Túnez y Argelia también experimentaron episodios parecidos, en los que la clase política se adueñó de los recursos públicos, lo que suscitó una serie de revoluciones por parte de la sociedad civil. En el caso de Túnez, estas fueron pacíficas y enmarcadas en una especie de Plan Marshall con el fin de que se incrementase la justicia, eludiendo el surgimiento de movimientos radicales como los que brotaron en Afganistán.

 

Soluciones y riesgos políticos

Según Chayes, pese a la creciente preocupación en Occidente por combatir la corrupción, los esfuerzos dedicados a ello no solo han sido insuficientes, sino que se han visto obstaculizados por la colaboración indirecta que se ofrece simultáneamente a gobiernos corruptos –mediante acuerdos militares, económicos, etcétera. En consecuencia, la autora defiende la presencia de una serie de herramientas –financieras, legales, multilaterales, empresariales, de seguridad, de ciudadanía, de cooperación al desarrollo y de los jefes de Estado– que considera esenciales para prevenir la cleptocracia a todos los niveles, frente a las actuaciones puntuales como respuesta a situaciones extremas que se suelen llevar a cabo.

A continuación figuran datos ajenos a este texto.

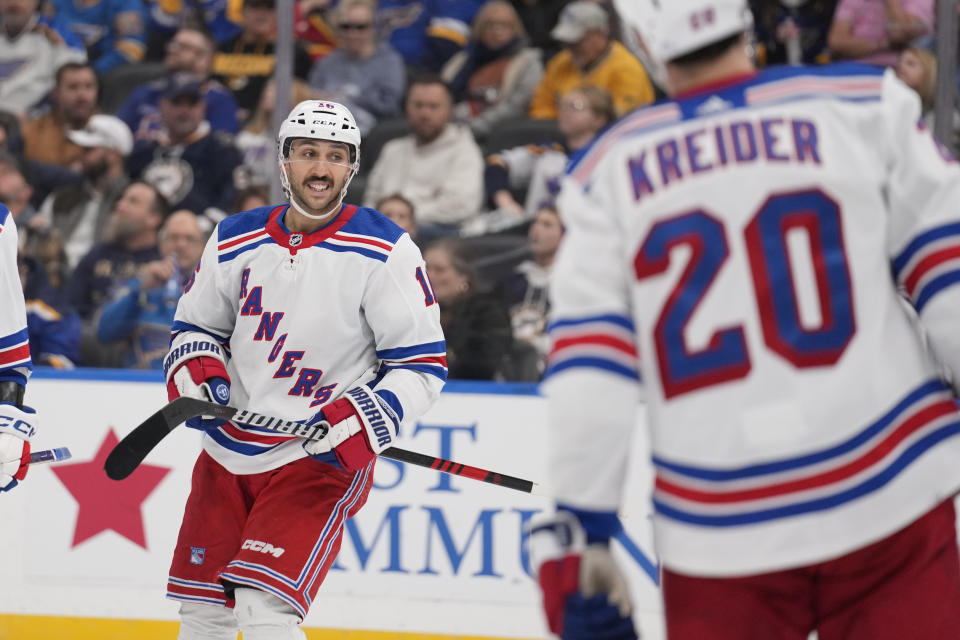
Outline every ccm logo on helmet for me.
[240,539,285,558]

Sin embargo, Chayes también advierte de los riesgos políticos adjuntos a esas herramientas, por lo que su implementación requiere un análisis previo de los costes que puedan conllevar las estrategias adoptadas y elegir la “menos mala” de entre ellas. Así, la intervención militar ya no resultaría una prioridad, mientras que la seguridad y la confianza de los ciudadanos en sus gobiernos tendrían una mayor relevancia.